El economista Joseph Stiglitz sostiene que la única forma de ayudar al prójimo es “pagar más impuestos personales y de sociedades, ofrecer sueldos decentes a los trabajadores, permitir los sindicatos, financiar colegios públicos en lugar de escuelas privadas y apoyar las propuestas de sanidad pública”.
El medio de los filántropos es la caridad, su fin: transformar el sistema, quebrar la confianza de la población en el Estado mostrando su ineficiencia; exaltar que su modelo (el del libre mercado y las aportaciones puntuales a modo de donación) está por encima del actual (regulación y aportaciones periódicas en forma de tributos).
Y digo esto porque las ayudas dispuestas en forma de donación no las gestiona el Estado, sino que suelen distribuirse a través de la empresa privada: mediante consultoras, fondos de inversión, asesorías financieras (Family Offices) o fundaciones de su propiedad. Los sujetos pasivos, es decir, los receptores y los proyectos de destino tampoco se eligen en función de la necesidad o la prioridad; sino en función de la arbitrariedad y la subjetividad de los filántropos.
“Su objetivo ─una vez más─ es la desregulación del mercado, la quiebra del Estado y la liberalización de los impuestos. Y cuando lo consigan, ¿quién nos asegura que seguirán ahí?”
El protagonista ─el gran beneficiado─ no es el receptor de la ayuda, es el aportante. Cuando iba a la universidad nos lo enseñaban en primero de carrera, lo llaman “Responsabilidad Social Corporativa o RSC” y consiste en trucos y herramientas publicitarias para tapar la mala praxis, los escándalos y la imagen de marca que se pueda tener de una empresa. Hay casos muy notorios de RSC, por ejemplo, el año pasado en La Conferencia de las Naciones Unidas sobre el Cambio Climático (COP26) vimos como en un evento de máxima difusión que duraba cerca de dos semanas, las principales empresas que patrocinaban el acto produjeron más de 350.000.000 unidades de CO2 (más gases de efecto invernadero a nivel mundial que los arrojados en un año por Reino Unido).

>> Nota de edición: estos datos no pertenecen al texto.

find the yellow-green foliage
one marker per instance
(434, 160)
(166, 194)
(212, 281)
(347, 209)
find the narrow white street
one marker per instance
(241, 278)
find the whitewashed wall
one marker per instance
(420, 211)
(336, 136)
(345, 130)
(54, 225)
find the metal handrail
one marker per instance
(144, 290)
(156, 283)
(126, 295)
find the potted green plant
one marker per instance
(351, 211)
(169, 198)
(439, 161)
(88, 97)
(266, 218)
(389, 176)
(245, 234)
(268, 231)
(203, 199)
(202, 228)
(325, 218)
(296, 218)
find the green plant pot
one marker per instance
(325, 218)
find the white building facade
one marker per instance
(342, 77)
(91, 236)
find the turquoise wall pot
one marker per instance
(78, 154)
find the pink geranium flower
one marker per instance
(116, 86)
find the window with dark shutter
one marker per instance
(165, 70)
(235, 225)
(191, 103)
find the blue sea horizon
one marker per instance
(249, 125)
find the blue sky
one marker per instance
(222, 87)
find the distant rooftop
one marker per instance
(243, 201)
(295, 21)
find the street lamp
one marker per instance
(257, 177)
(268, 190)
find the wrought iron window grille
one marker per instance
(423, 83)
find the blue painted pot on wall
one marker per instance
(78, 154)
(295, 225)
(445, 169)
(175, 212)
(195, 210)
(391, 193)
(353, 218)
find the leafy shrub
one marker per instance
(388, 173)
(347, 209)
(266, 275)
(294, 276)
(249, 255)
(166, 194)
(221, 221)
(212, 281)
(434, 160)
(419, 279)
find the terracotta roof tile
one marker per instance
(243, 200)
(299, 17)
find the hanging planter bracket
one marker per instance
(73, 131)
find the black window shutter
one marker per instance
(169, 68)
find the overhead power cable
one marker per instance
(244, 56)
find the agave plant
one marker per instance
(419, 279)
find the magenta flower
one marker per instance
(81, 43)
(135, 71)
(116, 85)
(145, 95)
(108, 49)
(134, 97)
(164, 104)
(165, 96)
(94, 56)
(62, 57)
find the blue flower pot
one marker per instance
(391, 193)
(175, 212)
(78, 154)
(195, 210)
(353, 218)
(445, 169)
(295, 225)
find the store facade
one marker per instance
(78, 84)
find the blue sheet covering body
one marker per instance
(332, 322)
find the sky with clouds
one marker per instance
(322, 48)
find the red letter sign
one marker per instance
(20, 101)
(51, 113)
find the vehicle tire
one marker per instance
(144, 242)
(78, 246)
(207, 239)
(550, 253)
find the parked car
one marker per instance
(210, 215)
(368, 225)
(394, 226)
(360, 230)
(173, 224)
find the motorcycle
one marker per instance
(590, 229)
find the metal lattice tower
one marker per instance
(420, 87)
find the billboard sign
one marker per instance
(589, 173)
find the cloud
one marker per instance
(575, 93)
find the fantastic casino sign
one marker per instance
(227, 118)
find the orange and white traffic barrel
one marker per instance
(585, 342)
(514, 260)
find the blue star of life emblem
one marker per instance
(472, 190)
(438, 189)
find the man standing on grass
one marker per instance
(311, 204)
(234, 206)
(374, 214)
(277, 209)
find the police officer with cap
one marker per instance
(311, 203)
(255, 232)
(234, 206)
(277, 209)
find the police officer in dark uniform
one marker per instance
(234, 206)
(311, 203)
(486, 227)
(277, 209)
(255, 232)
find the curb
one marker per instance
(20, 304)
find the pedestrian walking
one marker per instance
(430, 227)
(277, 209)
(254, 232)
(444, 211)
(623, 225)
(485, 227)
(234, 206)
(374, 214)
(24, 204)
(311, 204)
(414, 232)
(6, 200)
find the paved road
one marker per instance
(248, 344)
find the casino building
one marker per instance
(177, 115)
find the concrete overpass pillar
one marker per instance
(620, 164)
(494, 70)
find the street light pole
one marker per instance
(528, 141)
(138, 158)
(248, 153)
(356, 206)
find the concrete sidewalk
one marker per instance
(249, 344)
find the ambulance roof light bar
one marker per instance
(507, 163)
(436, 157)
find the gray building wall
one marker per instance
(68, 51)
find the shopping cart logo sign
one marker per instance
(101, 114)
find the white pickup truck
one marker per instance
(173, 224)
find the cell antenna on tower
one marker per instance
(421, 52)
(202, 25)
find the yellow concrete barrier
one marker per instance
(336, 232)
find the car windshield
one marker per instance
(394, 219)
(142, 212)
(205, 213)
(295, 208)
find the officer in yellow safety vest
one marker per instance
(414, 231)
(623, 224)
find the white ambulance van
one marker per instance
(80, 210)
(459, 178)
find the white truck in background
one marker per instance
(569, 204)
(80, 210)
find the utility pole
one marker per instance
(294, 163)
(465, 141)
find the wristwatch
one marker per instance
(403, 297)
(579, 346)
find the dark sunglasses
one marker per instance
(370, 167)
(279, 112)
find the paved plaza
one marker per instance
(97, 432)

Estas prácticas no sólo se dan a nivel corporativo; en el ámbito personal, las grandes fortunas son expertas en el arte de poner perfume para que no huela, tal y como he explicado anteriormente con personalidades como Amancio Ortega, Jeff Bezos, Rockefeller, o Warren Buffet. Con las obras de caridad consiguen aumentar su popularidad y su poder, así como incrementar el valor de su marca, la cotización bursátil de su negocio y la expansión territorial de sus ideas e inversiones.
En conclusión, su objetivo ─una vez más─ es la desregulación del mercado, la quiebra del Estado y la liberalización de los impuestos. Y cuando lo consigan, ¿quién nos asegura que seguirán ahí? Con la quiebra del Estado, ¿quién se hará cargo de los problemas que las fundaciones decidan no sufragar? Una vez eliminados los impuestos, ¿quién se ocupará de las necesidades y los servicios públicos que los ricos no quieran pagar?